Ryan Gosling, David Cronenberg and Sophia Loren are also set to make an appearance later in the 67th Cannes Film Festival, where directorial big guns will go head-to-head in a year of comebacks, swansongs and star debuts.

But for film-makers behind the opening movie, the festivities were bittersweet as the Monaco princely family furiously disavowed a film they say bears no resemblance to reality and critics who got a sneak preview made no secret of their contempt.

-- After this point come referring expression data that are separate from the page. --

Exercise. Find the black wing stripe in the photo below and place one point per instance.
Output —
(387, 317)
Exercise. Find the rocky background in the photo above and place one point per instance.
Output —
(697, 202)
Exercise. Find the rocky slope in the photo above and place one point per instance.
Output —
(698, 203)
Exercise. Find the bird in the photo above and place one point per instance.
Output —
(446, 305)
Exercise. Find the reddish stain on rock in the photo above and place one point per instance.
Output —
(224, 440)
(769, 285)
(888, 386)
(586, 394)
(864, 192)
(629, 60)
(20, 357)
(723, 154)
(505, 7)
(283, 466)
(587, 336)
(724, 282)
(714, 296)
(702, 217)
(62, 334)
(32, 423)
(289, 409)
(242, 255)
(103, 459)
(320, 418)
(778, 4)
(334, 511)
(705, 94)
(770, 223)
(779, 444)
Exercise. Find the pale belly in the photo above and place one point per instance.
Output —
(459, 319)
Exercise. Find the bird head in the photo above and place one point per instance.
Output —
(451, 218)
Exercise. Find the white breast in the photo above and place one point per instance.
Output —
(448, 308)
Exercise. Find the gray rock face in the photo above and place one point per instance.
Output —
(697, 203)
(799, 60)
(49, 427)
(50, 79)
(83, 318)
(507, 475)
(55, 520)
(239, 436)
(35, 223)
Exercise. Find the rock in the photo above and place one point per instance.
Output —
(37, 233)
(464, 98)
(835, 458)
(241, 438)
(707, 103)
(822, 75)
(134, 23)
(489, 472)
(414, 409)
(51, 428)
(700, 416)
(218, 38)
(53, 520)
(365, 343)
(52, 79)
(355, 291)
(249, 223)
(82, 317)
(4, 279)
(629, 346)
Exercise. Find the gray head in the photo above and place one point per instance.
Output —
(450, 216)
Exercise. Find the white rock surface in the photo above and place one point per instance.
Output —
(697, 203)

In the film, the Australian-born actress portrays an unhappy Grace who sleeps in a separate bedroom to Prince Rainier, even contemplating divorce before rising to the challenge of being a princess and helping her lost husband solve a 1962 political crisis with France.

Grace's children Prince Albert II and his sisters Caroline and Stephanie have publicly rejected a film they say "has been misappropriated for purely commercial purposes".

Describing the controversy as "awkward" in a press conference earlier on Wednesday, Kidman sought to reassure the family that the film bore no "malice" towards them or towards Grace and Prince Rainier, played by a chain-smoking Tim Roth.

Weinstein had reportedly considered dropping the rights to the film altogether, but Dahan said Wednesday an agreement had been reached under which the movie mogul will distribute the French director's version in the United States.

The opening ceremony in the festival hall's biggest movie theatre saw the man behind the spellbinding soundtrack to Campion's 1993 Palme d'Or winner "The Piano" -- Michael Nyman -- take to the piano to welcome the jury president on stage.

Chiara Mastroianni and "Gravity" director Alfonso Cuaron then formally opened the May 14-25 extravaganza, during which 18 films will compete for the top Palme d'Or prize.

The festival will see Canadian heartthrob Gosling present his directorial debut "Lost River", and films by 25-year-old whizz kid Xavier Dolan, veteran director Jean-Luc Godard and "Men in Black" actor Tommy Lee Jones will also compete.

And to round off this year's festivities, US Cannes-lover Quentin Tarantino will showcase "A Fistful of Dollars" at the closing ceremony, in a glitzy celebration of the 50th anniversary of spaghetti westerns.